Stable reconstructions in Hilbert spaces and the resolution of the Gibbs phenomenon

TL;DR

This paper presents a stable Hilbert space reconstruction method using finite samples and tailored bases, effectively addressing the Gibbs phenomenon by achieving high accuracy with Fourier coefficients.

Contribution

It introduces a novel stable reconstruction technique in Hilbert spaces that improves approximation accuracy, especially for piecewise analytic functions, by choosing suitable bases.

Findings

Stable reconstruction is achievable with finite samples and appropriate basis choice.

The method effectively mitigates the Gibbs phenomenon for Fourier-based reconstructions.

Numerical examples demonstrate superior accuracy compared to existing methods.

Abstract

We introduce a method to reconstruct an element of a Hilbert space in terms of an arbitrary finite collection of linearly independent reconstruction vectors, given a finite number of its samples with respect to any Riesz basis.

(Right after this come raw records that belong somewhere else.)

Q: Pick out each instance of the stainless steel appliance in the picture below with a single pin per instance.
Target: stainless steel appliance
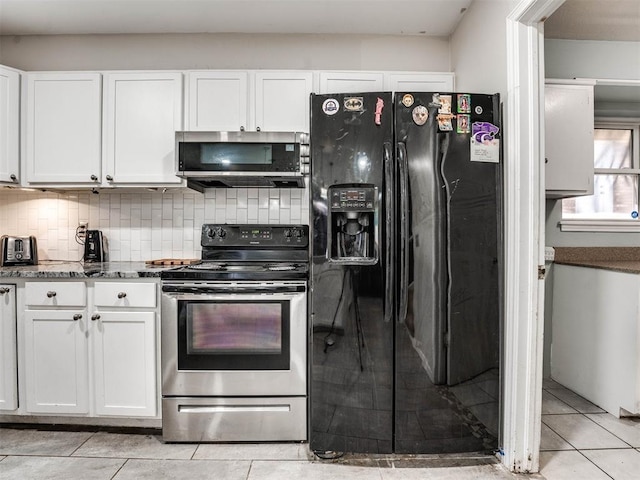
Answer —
(234, 337)
(18, 251)
(242, 159)
(405, 273)
(95, 246)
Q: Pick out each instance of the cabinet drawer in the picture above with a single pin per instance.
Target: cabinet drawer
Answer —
(55, 294)
(121, 294)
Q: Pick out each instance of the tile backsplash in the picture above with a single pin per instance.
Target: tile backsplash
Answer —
(142, 225)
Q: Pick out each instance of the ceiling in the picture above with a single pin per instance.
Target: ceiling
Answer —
(386, 17)
(613, 20)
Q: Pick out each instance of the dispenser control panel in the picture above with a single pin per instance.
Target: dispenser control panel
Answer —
(353, 198)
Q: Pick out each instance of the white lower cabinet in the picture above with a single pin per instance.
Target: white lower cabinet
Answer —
(99, 359)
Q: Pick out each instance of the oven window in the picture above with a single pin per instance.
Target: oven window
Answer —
(234, 328)
(233, 335)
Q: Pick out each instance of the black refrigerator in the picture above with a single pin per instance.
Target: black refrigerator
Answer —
(406, 273)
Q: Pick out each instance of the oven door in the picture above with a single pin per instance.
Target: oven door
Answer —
(234, 339)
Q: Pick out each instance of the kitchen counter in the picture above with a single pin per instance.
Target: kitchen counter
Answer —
(61, 269)
(617, 259)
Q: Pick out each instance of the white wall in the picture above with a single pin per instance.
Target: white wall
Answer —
(141, 225)
(225, 51)
(478, 47)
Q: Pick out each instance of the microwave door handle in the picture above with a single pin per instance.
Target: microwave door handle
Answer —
(389, 205)
(403, 174)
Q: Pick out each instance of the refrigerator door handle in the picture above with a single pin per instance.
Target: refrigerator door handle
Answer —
(403, 174)
(389, 205)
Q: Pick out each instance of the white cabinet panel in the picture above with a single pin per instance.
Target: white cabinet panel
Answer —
(9, 125)
(8, 366)
(124, 350)
(218, 101)
(282, 100)
(351, 82)
(420, 82)
(569, 145)
(143, 112)
(56, 361)
(63, 128)
(125, 294)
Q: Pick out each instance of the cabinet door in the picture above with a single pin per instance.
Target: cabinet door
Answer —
(9, 125)
(419, 82)
(124, 350)
(568, 140)
(8, 367)
(282, 101)
(218, 101)
(143, 112)
(351, 82)
(63, 128)
(56, 357)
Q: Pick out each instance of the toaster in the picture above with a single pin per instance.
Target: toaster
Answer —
(18, 251)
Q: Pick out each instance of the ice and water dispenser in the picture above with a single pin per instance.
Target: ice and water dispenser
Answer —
(353, 224)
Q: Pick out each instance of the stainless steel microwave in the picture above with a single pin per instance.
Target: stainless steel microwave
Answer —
(242, 159)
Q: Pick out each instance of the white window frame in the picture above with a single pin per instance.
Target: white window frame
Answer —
(629, 225)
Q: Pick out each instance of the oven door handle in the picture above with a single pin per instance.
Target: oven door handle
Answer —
(226, 289)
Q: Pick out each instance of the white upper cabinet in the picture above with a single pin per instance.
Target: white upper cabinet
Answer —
(142, 113)
(9, 125)
(351, 82)
(568, 140)
(63, 128)
(419, 82)
(218, 101)
(282, 100)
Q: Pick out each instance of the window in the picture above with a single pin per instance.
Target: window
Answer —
(616, 174)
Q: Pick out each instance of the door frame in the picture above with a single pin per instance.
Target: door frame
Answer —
(524, 235)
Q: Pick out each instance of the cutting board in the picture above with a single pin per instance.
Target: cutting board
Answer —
(172, 261)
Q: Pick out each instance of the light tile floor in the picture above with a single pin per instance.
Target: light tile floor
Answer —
(44, 454)
(581, 441)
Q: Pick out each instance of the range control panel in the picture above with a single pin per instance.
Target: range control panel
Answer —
(223, 235)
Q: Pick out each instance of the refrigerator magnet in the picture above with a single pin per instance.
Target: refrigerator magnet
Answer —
(485, 147)
(463, 123)
(464, 103)
(330, 106)
(445, 104)
(420, 114)
(444, 122)
(407, 100)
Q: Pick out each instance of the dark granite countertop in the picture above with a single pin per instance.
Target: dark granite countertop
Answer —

As we establish, provided the dimension of the reconstruction space is chosen suitably in relation to the number of samples, this procedure can be numerically implemented in a stable manner. Moreover, the accuracy of the resulting approximation is completely determined by the choice of reconstruction basis, meaning that the reconstruction vectors can be tailored to the particular problem at hand. An important example of this approach is the accurate recovery of a piecewise analytic function from its first few Fourier coefficients. Whilst the standard Fourier projection suffers from the Gibbs phenomenon, by reconstructing in a piecewise polynomial basis, we obtain an approximation with root exponential accuracy in terms of the number of Fourier samples and exponential accuracy in terms of the degree of the reconstruction function. Numerical examples illustrate the advantage of this approach over other existing methods.